Summary: These white papers are a series of social interaction design guides, design frameworks and approaches, and studies (with some some screenshots) on the design of content in social software and social media sites. Papers tackle a variety of issues familiar to the development, information architecture, navigation, UI, user experience, interaction design of social media, online communities, web 2.0 applications, badges, widgets, and so forth. The papers describe what appears on the screen, how it structures content and provides for social navigation and member presence, how users and communities take shape and how their contributions become social practices of a new kind. The white papers apply to social software design, software research, and the design of social media, user generated content sites, and web 2.0 in general.

Attributes of Online Social Systems (Draft)

Download Attributes of Online Social Systems Draft 2005, 130k pdf. A big picture look at some of the ways in which social practices emerge on social software systems.

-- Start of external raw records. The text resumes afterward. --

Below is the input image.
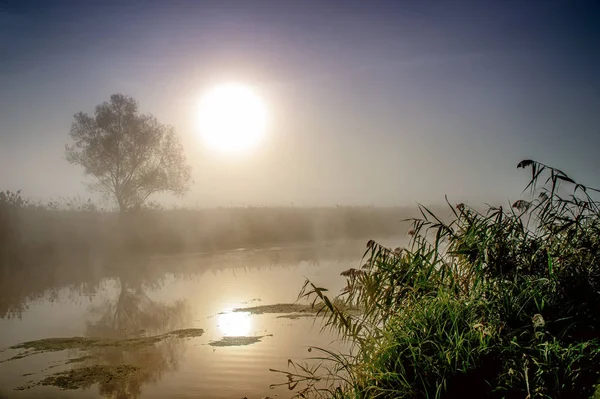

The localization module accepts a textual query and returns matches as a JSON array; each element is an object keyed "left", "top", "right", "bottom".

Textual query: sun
[{"left": 198, "top": 84, "right": 267, "bottom": 153}]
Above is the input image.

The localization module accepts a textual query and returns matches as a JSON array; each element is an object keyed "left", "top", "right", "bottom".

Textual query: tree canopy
[{"left": 65, "top": 94, "right": 190, "bottom": 211}]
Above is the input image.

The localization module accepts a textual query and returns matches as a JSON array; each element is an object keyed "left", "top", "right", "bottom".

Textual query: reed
[{"left": 274, "top": 160, "right": 600, "bottom": 398}]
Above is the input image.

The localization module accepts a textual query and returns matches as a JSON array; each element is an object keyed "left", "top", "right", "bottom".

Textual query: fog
[{"left": 0, "top": 0, "right": 600, "bottom": 398}]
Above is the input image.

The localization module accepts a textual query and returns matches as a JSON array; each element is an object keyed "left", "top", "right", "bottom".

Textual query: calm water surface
[{"left": 0, "top": 238, "right": 402, "bottom": 399}]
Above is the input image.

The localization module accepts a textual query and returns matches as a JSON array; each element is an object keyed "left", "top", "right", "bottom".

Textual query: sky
[{"left": 0, "top": 0, "right": 600, "bottom": 207}]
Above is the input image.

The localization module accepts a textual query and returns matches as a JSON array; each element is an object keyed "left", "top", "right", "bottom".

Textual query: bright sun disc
[{"left": 199, "top": 84, "right": 266, "bottom": 152}]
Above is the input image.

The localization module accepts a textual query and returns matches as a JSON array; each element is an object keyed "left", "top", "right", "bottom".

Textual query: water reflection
[
  {"left": 217, "top": 312, "right": 252, "bottom": 337},
  {"left": 0, "top": 241, "right": 408, "bottom": 398}
]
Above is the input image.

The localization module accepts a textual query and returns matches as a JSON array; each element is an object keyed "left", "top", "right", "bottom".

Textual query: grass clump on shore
[{"left": 280, "top": 160, "right": 600, "bottom": 398}]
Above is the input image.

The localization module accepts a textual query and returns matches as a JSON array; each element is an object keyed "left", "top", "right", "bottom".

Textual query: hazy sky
[{"left": 0, "top": 0, "right": 600, "bottom": 207}]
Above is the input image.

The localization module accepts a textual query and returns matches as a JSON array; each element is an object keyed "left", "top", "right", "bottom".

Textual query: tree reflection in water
[{"left": 75, "top": 260, "right": 191, "bottom": 399}]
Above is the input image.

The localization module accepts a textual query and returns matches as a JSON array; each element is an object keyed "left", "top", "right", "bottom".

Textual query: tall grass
[{"left": 279, "top": 160, "right": 600, "bottom": 398}]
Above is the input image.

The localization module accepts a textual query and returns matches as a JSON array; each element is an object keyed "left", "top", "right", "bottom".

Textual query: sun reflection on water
[{"left": 217, "top": 312, "right": 252, "bottom": 337}]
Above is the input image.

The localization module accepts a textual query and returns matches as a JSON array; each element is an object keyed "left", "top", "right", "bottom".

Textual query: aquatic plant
[{"left": 274, "top": 160, "right": 600, "bottom": 398}]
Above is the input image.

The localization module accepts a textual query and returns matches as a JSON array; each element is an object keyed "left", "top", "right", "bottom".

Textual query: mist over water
[{"left": 0, "top": 237, "right": 405, "bottom": 398}]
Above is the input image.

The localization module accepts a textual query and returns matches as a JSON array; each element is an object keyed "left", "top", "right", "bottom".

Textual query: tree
[{"left": 65, "top": 94, "right": 190, "bottom": 211}]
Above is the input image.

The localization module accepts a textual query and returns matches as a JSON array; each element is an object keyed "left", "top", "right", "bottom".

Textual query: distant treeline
[{"left": 0, "top": 191, "right": 436, "bottom": 256}]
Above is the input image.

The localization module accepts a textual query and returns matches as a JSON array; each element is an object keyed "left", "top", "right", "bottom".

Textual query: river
[{"left": 0, "top": 238, "right": 401, "bottom": 399}]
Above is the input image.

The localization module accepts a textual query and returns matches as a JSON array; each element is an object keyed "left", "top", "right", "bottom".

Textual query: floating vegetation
[
  {"left": 273, "top": 160, "right": 600, "bottom": 399},
  {"left": 233, "top": 303, "right": 318, "bottom": 314},
  {"left": 16, "top": 364, "right": 140, "bottom": 391},
  {"left": 209, "top": 334, "right": 273, "bottom": 346},
  {"left": 0, "top": 328, "right": 204, "bottom": 363}
]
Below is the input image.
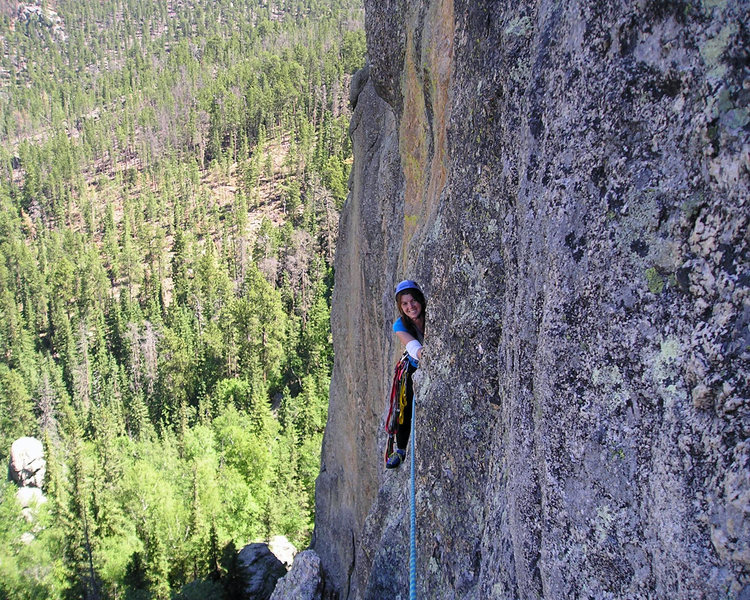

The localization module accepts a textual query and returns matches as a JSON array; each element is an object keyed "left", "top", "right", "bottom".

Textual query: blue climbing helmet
[{"left": 395, "top": 279, "right": 424, "bottom": 296}]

Excerpt: From the introduction

Common Attributes of Social Systems

Social software systems vary by their thematic type. Themes, in turn, inform the system's predominant activity. LinkedIn is a popular career networking system and so serves those either looking for work or looking to hire. We would say that it's theme is jobs (careers, employment), and its activity is networking. Tribe is a cultural community organized around shared interests. Members can browse one another, partake in discussions, post classifieds, events, and so on. We would say that its theme is community (tribes, cultures, subcultures) and its activity is social networking. Friendster is a relations-based dating system. It's theme is dating (interpersonal relations from short to long-term, from friendships to partnerships) and its activity is flirting. Many more kinds of social software systems exist, facilitating activities from education and distance learning to P2P networks and file-sharing.

The social interaction designer's first step is to identify a social software system's overall theme. Any given theme will define a social networking site only insofar as participants adhere to thematic guidelines. Thus we are best advised to consider themes as a continuum, rather than as a strict set of social rules or definitions. For example, a career networking site may be more impersonal and professional in tone than a dating site, and more serious than an online community—its structure, features, layout, and tools favoring professional networking—but personal interactions (flirting included) can still happen and often do.

Each of the following thematic attributes describes a continuum: from personal to impersonal, from fast to slow, and so on. Our interest in laying out this rough anatomy of thematic organization is in making distinctions among some of the high-level system characteristics that shape social practices. In other words, we are not describing individual user practices, but rather the social framework that often guides user practices.